Outermost layer: ethylene polymer (PE-1)
Second layer: 10 parts by weight of ethylene polymer (PE-1), 6 parts by weight of adhesive resin (MAPE), 1 part by weight of barrier resin (EVOH), 41 parts by weight of ethylene polymer (PE-2) Resin composition Third layer: Adhesive resin (MAPE)
Fourth layer: barrier resin (EVOH)
Fifth layer: Adhesive resin (MAPE)
Innermost layer: ethylene polymer (PE-2)
As a result, a multilayer hollow container excellent in moldability, buckling strength (rigidity), drop impact property (impact resistance), solvent permeation prevention property, low elution property, gas barrier property, and durability was obtained.

(Example 5)
Example 4 except that the outermost layer is 10%, the second layer is 25%, the third layer is 10%, the fourth layer is 20%, the fifth layer is 10%, and the innermost layer is 25%. The same was done.

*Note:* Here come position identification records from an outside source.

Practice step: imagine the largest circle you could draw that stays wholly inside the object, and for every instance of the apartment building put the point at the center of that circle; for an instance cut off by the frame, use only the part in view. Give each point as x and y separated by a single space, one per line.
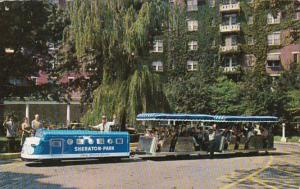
233 46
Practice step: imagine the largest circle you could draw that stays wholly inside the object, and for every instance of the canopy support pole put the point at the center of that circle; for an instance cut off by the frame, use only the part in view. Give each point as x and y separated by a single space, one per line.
68 114
27 111
283 138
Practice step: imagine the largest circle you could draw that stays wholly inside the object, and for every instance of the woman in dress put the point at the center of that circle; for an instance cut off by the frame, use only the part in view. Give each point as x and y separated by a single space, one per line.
26 130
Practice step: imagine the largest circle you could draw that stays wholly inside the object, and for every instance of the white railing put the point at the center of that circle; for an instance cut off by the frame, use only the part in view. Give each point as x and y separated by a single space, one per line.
230 28
230 69
230 7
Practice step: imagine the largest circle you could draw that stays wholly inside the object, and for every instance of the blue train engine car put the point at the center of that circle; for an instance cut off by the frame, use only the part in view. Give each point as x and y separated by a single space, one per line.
75 144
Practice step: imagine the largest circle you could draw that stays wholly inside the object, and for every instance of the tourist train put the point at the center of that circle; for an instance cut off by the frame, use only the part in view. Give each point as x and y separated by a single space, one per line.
74 144
182 134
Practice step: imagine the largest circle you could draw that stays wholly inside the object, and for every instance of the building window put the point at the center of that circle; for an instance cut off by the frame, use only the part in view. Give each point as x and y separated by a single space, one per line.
213 43
273 60
193 45
250 60
158 46
34 80
119 141
192 5
250 20
71 79
230 19
192 25
157 66
100 140
230 62
192 65
273 64
274 38
212 3
297 16
272 19
231 40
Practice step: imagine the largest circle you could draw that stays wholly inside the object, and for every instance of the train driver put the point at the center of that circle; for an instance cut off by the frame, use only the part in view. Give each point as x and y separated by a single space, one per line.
104 125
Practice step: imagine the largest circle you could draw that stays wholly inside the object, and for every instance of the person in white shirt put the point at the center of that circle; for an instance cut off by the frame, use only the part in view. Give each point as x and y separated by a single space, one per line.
104 125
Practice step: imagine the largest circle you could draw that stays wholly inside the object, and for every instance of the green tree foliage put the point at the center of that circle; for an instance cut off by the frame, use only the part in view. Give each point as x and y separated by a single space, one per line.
118 33
23 31
27 28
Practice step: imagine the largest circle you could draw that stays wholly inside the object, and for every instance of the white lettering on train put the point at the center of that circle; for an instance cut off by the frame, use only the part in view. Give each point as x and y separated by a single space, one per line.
93 148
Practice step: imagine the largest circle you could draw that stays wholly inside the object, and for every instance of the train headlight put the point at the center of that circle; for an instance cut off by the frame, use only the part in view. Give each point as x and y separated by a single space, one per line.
30 150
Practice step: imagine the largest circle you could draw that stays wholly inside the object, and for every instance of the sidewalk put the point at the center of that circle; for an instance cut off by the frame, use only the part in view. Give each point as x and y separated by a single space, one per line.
288 143
9 155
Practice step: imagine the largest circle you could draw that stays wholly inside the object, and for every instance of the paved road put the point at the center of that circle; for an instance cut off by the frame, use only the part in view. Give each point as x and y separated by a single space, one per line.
280 169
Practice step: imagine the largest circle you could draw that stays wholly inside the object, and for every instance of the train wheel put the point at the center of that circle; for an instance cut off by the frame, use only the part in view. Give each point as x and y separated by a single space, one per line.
51 161
211 154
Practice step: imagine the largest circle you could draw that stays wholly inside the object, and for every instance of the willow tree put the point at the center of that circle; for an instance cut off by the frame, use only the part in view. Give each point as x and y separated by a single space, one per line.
119 34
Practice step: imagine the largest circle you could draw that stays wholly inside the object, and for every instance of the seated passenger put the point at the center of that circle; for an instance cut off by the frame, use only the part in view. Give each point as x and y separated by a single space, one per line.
174 136
227 136
195 136
237 133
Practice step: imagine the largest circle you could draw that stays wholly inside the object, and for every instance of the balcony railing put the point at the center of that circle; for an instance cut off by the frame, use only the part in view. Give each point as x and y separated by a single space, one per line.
230 28
227 49
230 7
231 69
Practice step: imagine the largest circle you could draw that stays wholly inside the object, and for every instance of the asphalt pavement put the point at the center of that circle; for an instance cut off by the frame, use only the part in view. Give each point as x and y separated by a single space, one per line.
279 169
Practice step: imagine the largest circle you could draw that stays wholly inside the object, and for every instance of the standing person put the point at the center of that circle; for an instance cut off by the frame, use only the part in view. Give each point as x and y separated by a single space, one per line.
9 125
249 135
212 136
36 124
104 125
26 130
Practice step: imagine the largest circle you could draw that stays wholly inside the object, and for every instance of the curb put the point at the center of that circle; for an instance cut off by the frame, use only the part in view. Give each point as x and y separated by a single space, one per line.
288 143
5 156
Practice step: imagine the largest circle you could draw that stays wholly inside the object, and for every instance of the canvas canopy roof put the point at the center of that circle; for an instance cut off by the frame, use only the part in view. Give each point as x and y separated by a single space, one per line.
203 118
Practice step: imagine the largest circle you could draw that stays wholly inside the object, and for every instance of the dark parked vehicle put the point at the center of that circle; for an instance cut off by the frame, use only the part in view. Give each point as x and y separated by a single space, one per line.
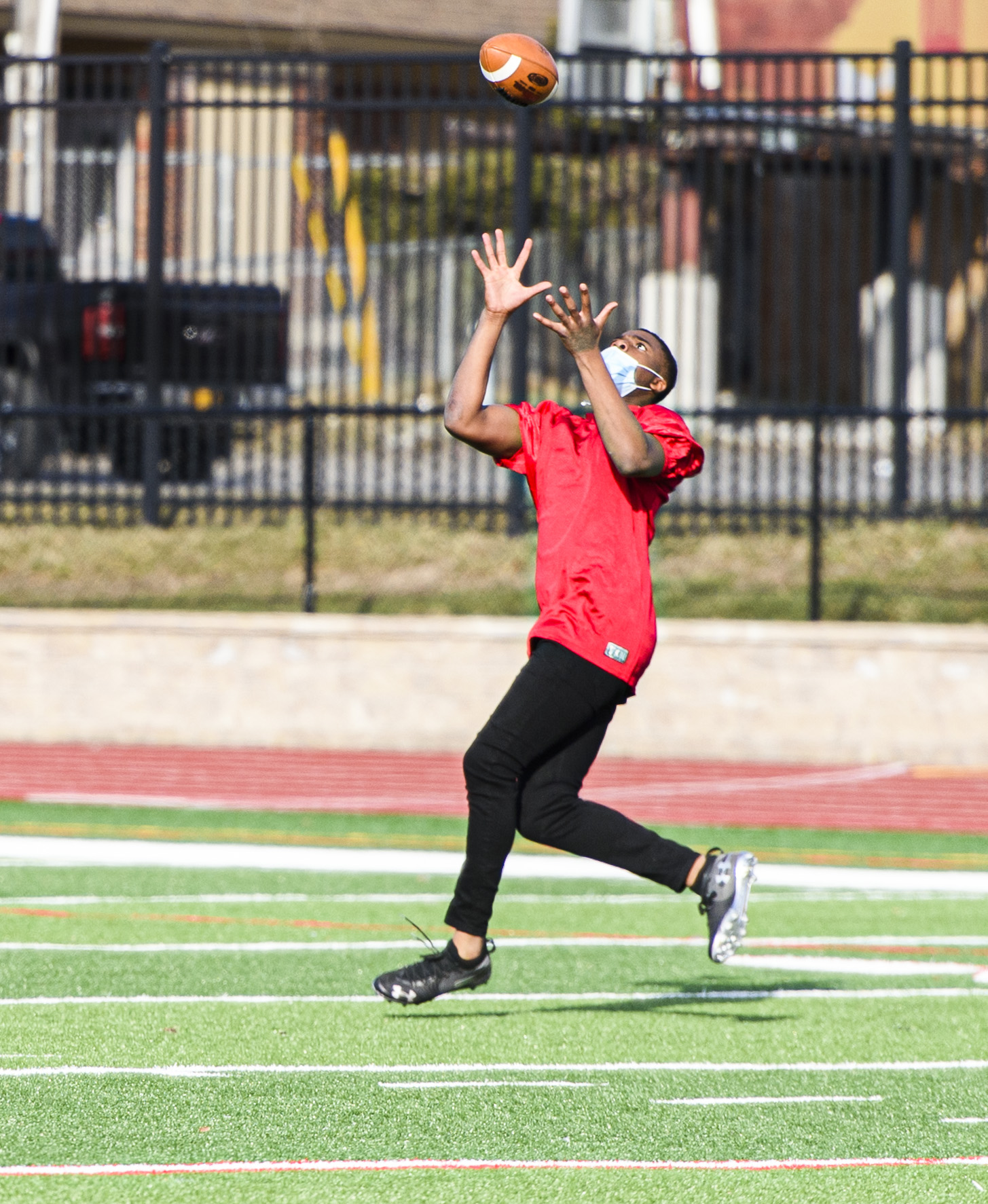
81 346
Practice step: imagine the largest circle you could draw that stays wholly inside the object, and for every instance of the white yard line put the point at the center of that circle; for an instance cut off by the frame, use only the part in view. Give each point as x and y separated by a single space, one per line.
225 1168
193 855
625 900
716 1101
212 1072
467 1084
788 962
714 996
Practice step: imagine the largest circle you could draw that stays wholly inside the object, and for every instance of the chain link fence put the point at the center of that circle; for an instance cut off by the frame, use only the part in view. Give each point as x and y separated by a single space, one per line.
241 286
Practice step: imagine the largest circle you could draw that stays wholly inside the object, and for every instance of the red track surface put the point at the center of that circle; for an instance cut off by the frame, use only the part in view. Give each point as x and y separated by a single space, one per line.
879 797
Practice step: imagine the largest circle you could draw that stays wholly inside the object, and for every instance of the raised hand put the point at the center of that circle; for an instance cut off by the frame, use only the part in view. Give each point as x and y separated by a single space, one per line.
503 291
579 330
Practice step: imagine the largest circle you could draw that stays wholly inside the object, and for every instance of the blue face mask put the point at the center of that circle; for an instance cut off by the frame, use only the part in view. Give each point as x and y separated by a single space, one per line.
621 369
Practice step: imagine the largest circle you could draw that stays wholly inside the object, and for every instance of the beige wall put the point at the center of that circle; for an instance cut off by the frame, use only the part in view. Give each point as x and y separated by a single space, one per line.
773 691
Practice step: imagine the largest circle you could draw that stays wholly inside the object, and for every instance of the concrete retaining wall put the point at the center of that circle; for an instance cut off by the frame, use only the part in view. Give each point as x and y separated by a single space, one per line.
729 690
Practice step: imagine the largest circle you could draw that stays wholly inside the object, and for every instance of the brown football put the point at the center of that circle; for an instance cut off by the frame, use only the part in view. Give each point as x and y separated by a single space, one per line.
519 69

The results are shown in Table 2. A multilayer hollow container excellent in molding processability, buckling strength (rigidity), drop impact property (impact resistance), solvent permeation prevention property, low elution property, gas barrier property, and durability was obtained.

(Comparative Example 3)
It carried out similarly to Example 4 except having used the same resin (PE-1) as an outermost layer for the 2nd layer, the 3rd layer, the 4th layer, the 5th layer, and the innermost layer. The results are shown in Table 2. The solvent permeation prevention property and gas barrier property of the container were low.

(Comparative Example 4)
The same operation as in Example 5 was performed except that an ethylene polymer (PE-3) was used as the innermost layer resin. The results are shown in Table 2. The bottle ESCR (durability) of the container was low.

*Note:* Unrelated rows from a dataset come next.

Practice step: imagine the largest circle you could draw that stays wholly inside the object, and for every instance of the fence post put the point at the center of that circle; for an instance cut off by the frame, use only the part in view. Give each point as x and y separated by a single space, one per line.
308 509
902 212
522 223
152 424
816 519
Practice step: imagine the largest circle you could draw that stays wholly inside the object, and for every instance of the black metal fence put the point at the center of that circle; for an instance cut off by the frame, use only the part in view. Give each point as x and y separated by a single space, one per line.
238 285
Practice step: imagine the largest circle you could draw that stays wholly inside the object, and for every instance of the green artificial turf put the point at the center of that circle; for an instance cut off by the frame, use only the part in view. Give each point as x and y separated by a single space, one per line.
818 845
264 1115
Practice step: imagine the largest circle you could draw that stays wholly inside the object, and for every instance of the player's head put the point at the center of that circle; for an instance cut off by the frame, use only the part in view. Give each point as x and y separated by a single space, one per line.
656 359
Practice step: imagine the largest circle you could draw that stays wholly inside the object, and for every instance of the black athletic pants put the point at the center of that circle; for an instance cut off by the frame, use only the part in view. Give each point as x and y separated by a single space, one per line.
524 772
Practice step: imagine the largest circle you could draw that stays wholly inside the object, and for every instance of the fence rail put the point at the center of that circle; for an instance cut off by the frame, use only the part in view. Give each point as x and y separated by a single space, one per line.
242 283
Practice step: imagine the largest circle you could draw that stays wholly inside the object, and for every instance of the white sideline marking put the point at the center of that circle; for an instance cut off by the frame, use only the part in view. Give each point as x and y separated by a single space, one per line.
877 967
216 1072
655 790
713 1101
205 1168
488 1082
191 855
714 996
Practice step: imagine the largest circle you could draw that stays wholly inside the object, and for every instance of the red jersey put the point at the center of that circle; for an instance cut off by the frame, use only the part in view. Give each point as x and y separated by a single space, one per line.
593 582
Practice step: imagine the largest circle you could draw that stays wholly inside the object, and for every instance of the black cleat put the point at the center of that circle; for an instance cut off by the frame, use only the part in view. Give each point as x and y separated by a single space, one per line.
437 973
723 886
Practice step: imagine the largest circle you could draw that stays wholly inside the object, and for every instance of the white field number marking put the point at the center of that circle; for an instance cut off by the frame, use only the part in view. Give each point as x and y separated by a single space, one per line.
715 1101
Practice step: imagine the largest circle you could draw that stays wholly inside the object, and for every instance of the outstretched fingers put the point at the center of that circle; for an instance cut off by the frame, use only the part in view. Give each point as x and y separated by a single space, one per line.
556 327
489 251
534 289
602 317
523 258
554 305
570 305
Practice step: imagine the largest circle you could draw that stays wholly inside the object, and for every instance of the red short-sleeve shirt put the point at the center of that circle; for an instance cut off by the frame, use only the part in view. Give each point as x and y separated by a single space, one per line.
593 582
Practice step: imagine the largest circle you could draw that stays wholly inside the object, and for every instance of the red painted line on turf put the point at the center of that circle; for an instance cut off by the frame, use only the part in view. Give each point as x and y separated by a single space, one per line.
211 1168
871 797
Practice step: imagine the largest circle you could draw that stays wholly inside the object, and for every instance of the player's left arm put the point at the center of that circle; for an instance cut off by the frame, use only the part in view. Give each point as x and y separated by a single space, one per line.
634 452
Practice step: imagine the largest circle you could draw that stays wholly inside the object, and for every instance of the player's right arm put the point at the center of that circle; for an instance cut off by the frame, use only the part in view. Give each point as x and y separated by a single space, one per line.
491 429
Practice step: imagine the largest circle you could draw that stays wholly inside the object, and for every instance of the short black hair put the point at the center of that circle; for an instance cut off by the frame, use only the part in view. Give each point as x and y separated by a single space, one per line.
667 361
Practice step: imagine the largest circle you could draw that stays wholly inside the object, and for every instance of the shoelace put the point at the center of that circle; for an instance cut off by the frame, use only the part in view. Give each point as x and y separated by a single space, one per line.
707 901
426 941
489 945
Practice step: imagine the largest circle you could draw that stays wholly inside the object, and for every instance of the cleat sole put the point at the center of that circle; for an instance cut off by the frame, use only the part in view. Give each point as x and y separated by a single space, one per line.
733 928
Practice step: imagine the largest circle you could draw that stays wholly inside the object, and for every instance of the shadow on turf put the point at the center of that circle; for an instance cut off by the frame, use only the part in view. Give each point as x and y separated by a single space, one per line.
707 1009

  By using the multilayer hollow container of the present invention, a container container excellent in mechanical strength such as molding processability, rigidity, impact resistance, permeation prevention, cleanliness and durability, particularly a large blow molded clean container can be suitably obtained. .

Claims (5)

A multilayer hollow container laminated in order of the outermost layer, the burr recovery layer, the adhesive layer, the barrier layer and the innermost layer from the outside ,
The outermost layer is made of an ethylene polymer that satisfies the conditions of the following characteristics (1) to (3), the innermost layer satisfies the conditions of the following characteristics (1) to (3), and the iron and aluminum contents are 10 respectively. The total content of metals other than weight ppm and metals other than iron and aluminum is 300 ppm by weight or less, and is composed of an ethylene-based polymer that does not contain additives other than calcium stearate. %, Burr recovery layer 30 to 60%, adhesive layer 1 to 15%, barrier layer 1 to 15%, innermost layer 20 to 50% (however, the total of all layer thickness components is 100%) A multilayer hollow container characterized in that the permeation preventing property and the amount of metal elution into the container liquid are small.
Characteristic (1) Temperature 190 ° C., melt flow rate of load 21.6 kg is 0.01 to 100 g / 10 min. Characteristic (2) Density is 0.941 g / cm 3 or more and 0.980 g / cm 3 or less Characteristic (3) Olsen bending rigidity Is 600 MPa to 1300 MPa   The multilayer hollow container according to claim 1, wherein the barrier layer is made of an ethylene vinyl alcohol resin. The multilayer hollow container according to claim 1 or 2 , wherein the adhesive layer is obtained by graft-modifying high-density polyethylene with an unsaturated carboxylic acid or a derivative thereof in an amount of 0.01 to 5% by weight. Innermost layer, 40 ° C., according to claim 1 to 3, characterized in that the iron dissolution amount of water after contact 1000 hours is composed of ethylene polymer is 0.5 ppb by weight or less relative to water The multilayer hollow container of any one of Claims. Innermost layer, 40 ° C., according to claim 1-4, characterized in that the aluminum dissolution amount of water after contact 1000 hours is composed of ethylene polymer is 0.5 ppb by weight or less relative to water The multilayer hollow container of any one of Claims.